Jul 22 2008

HHO Scam, Part IV: “It’s the Thermodynamics, Stupid!”

Published by Slick at 2:38 pm under Bad Business, Bad Science, Bad Technology, Petrochemicals, Scams

Gas Guzzler

Scientific theories are adjusted all the time by new observations. However, thermodynamics, the study of heat and work, has not changed fundamentally in decades. Everybody’s favorite scientist, Al Einstein, even said he thought it was the only physical theory that would never be overthrown.

As a quick lesson, here are the layman’s version of the Laws of Thermodynamics:

  • There is a game, and you must play. (Zeroth Law)
  • You can’t win at this game. (First Law)
  • You can’t break even, except on a very cold day. (Second Law)
  • It never gets that cold. (Third Law)

What’s all this mean? It means you don’t get something for nothing. Indeed, you can only lose, through inefficiencies, over time. For fuel economy, it means you can’t use the part of the output of the engine to produce something that, when consumed in the engine, boosts your performance beyond the initial energy content.

Let me translate that last bit. You put gas into a car engine through a carburetor or fuel injectors. That engine is burned, releasing energy. This energy pushes the pistons (or turbine blades, or whatever), converting energy/heat into motion.

That part you knew.

Car engines, however, are notoriously inefficient in a thermal sense. They make better heaters than motivators, in fact. That will be important in a few minutes. Also, the burning of gasoline isn’t quite complete; which is why we lug around those catalytic converters on the bottom of our vehicles.

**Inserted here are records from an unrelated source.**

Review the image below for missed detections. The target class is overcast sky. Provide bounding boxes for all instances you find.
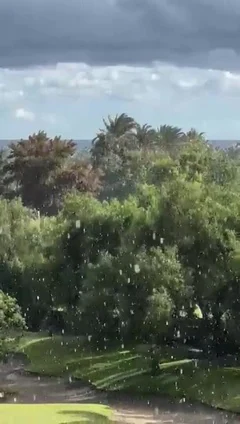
[1,0,240,139]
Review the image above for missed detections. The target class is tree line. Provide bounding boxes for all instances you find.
[1,112,240,355]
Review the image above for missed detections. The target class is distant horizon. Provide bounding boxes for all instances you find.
[0,138,239,150]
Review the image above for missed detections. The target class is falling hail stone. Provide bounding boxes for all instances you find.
[134,264,140,274]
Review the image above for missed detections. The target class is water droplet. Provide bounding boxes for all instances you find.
[75,220,81,228]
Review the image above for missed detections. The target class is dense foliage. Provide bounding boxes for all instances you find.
[1,114,240,354]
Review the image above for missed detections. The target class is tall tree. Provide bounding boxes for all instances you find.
[101,113,136,137]
[134,123,156,150]
[91,113,136,166]
[155,125,185,154]
[185,128,206,142]
[4,131,100,215]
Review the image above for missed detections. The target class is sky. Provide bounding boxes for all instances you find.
[1,0,240,139]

Bear with me: Here’s where it gets tricky. The HHO gizmo uses electrical power from the alternator, which is being powered by the engine. That power is converted into some kind of gas, which is then fed back into the engine to drive energy. Thermodynamics kicks in here and says, simply, that you will spend more energy getting the gas and consuming it than you get back.

No Free Lunch.

Two possibilities still exist, however. The first is that the magic fufu-gas somehow improves the thermal efficiency of the engine. It doesn’t, however, as long as you don’t change the thermostat and some other components on the car. Once the engine is at operating temperature, it’s efficiency is dictated by the Carnot Cycle, which follows the Laws of Thermodynamics.

You’re stuck on that one.

But wait!, you say. What about improving the combustion of the fuel? (You then put on a smug face and shake your head up and down, doing the chicken-walk in victory.) Yes, that’s a possibility.

As it turns out, if you have a terribly out-of-tune engine in the first place, you might see a teensy bit of improvement. If your engine is performing "normally" then the short answer is, it takes 1.5 horsepower of energy, taken through the alternator and into the HHO generator, to produce enough gas to get back 0.5 horsepower.

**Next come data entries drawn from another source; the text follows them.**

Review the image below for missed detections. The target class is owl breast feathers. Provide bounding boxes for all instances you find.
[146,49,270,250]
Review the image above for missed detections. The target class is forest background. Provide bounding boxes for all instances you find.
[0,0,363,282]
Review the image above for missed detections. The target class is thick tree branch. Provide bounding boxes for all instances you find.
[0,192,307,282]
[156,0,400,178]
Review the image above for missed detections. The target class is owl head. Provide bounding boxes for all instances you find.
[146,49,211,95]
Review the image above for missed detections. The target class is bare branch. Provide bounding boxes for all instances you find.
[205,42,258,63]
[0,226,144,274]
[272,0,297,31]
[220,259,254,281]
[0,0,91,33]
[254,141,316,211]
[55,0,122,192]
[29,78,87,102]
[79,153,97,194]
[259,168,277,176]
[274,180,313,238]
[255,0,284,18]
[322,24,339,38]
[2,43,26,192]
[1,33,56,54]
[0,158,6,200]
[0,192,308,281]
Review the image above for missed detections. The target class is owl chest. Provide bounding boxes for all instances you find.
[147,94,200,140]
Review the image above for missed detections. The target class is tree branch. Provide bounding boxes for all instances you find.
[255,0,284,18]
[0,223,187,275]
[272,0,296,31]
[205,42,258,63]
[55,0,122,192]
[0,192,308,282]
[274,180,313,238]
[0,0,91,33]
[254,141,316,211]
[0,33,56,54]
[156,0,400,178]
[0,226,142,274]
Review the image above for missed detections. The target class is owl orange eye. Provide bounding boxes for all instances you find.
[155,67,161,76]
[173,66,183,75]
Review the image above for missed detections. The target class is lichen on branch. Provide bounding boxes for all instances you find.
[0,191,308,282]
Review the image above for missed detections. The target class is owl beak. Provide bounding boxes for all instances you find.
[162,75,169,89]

Yes, you read that right. You lose 1 horsepower overall running the HHO producer. And that’s the best-case calculation; I’ve got the spreadsheet that demonstrates that for a typical, middle-of-the-road 3-liter engine operating at 40 mph for an hour. Sign up for the site and leave a comment, and I’ll send you the sheet. Or you can study the test data presented here.

If you really want to improve the thermal efficiency of your car a bit, let it run hotter. Of course, if you do that, it’ll wear out faster or suffer a catastrophic failure in a short distance. Probably not what you had in mind when you considered HHO.

Take a look at the plethora of YouTube videos on HHO. All the devices are fairly compact, using fairly small wires. They pump out an amazing amount of gas! But don’t let this fool you; that amount of gas is well less than 1% of the air volume your car will push through at 40 miles per hour. So it’s not likely units this size have enough oomph, even it it weren’t for the limitations of physical law.

And remember, you’ll have a performance loss by drawing more power off the alternator. Still no free lunch…

By the way: The HHO Generators I viewed on YouTube work; that is, they produce gas. That’s not a demonstration of capability!